Josef Krebs Josef Krebs has a chapbook of his poems published by Etched Press and his poetry also appears in Agenda,Bicycle Review,Calliope, Mouse Tales Press, The Corner Club Press, The FictionWeek Literary Review,Burningword Literary Journal, the Aurorean, Crack the Spine, and The Cats Meow. A short story has been published by blazeVOX. He’s written three novels and five screenplays. His film was successfully screened at Santa Cruz and Short Film Corner of Cannes film festivals.

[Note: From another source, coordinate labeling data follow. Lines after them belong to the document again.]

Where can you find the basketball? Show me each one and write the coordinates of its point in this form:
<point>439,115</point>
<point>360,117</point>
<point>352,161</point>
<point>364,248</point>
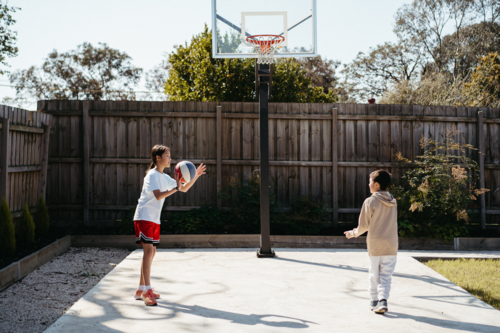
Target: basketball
<point>186,171</point>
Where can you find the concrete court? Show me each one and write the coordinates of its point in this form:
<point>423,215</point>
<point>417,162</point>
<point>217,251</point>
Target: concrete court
<point>302,290</point>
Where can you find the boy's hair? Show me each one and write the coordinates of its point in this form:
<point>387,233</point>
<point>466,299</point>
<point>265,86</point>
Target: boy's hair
<point>383,177</point>
<point>157,150</point>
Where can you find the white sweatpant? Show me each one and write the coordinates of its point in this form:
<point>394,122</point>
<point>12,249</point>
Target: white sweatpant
<point>380,274</point>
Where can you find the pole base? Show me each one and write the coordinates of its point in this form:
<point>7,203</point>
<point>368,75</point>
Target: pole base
<point>266,255</point>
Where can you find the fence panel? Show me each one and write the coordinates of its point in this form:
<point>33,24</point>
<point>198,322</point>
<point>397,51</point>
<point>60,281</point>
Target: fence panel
<point>301,161</point>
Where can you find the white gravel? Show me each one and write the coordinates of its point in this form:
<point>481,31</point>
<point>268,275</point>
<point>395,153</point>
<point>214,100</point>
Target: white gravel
<point>38,300</point>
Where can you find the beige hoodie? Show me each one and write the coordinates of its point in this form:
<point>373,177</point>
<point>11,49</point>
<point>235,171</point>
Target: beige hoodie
<point>379,216</point>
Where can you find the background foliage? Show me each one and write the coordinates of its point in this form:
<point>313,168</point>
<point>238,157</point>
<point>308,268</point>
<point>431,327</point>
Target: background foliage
<point>434,196</point>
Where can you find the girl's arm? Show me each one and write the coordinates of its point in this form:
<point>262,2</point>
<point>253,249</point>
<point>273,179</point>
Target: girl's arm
<point>160,195</point>
<point>184,188</point>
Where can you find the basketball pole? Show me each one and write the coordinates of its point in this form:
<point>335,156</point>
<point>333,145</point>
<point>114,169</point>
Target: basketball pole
<point>263,79</point>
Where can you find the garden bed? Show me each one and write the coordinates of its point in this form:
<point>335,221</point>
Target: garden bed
<point>480,277</point>
<point>39,299</point>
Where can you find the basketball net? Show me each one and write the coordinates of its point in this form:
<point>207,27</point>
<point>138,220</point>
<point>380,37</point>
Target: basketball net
<point>265,46</point>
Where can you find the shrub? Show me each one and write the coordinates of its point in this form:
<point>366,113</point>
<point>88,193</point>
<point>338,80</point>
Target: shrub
<point>433,197</point>
<point>243,197</point>
<point>26,227</point>
<point>7,231</point>
<point>42,220</point>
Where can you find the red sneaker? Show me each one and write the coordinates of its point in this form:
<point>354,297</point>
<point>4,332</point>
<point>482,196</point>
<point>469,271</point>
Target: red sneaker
<point>149,298</point>
<point>138,294</point>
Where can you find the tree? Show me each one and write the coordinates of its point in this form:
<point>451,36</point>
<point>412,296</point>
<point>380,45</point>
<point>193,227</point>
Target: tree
<point>461,52</point>
<point>422,24</point>
<point>484,88</point>
<point>85,73</point>
<point>371,74</point>
<point>155,81</point>
<point>321,72</point>
<point>7,36</point>
<point>196,76</point>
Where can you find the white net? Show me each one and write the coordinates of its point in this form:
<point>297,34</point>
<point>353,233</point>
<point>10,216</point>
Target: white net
<point>265,46</point>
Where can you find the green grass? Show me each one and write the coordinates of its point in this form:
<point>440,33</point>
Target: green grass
<point>478,276</point>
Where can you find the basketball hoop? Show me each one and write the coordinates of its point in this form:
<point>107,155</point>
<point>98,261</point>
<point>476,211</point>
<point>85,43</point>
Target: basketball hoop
<point>265,46</point>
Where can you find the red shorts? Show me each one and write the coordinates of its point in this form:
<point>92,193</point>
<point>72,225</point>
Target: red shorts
<point>147,232</point>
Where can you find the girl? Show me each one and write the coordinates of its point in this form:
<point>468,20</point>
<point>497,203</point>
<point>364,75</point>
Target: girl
<point>157,186</point>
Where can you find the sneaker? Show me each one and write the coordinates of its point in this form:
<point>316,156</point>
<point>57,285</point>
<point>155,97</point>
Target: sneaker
<point>149,298</point>
<point>138,294</point>
<point>381,307</point>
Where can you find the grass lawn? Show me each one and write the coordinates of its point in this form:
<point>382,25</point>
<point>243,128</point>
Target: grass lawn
<point>479,277</point>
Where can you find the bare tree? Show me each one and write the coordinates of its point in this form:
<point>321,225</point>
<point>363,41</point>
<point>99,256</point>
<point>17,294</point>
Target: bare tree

The past seven years he’s been working as a freelance writer for Sound&Vision having previously worked at the magazine as a staff writer and editor. Lauren C. Lara Lauren C. Lara is a summa cum laude graduate of the honors program at Sam Houston State University. She has a B.S. degree in psychology and special education and spent five years sharing her love of storytelling with elementary school students. She is now a mom and dance instructor, sharing that love with her son and dancers through both written word and movement. Lauren is currently earning her M.L.A. in creative writing with the University of Denver and volunteers with Writespace, a literary arts organization in Houston, TX. Qinglan Wang Qinglan Wang is a multilingual writer, artist, and teacher originally from Hawaii. Nominated for a Pushcart Prize (2012), her work has been featured in Bone Bouquet, Deluge, and ROAR Magazine.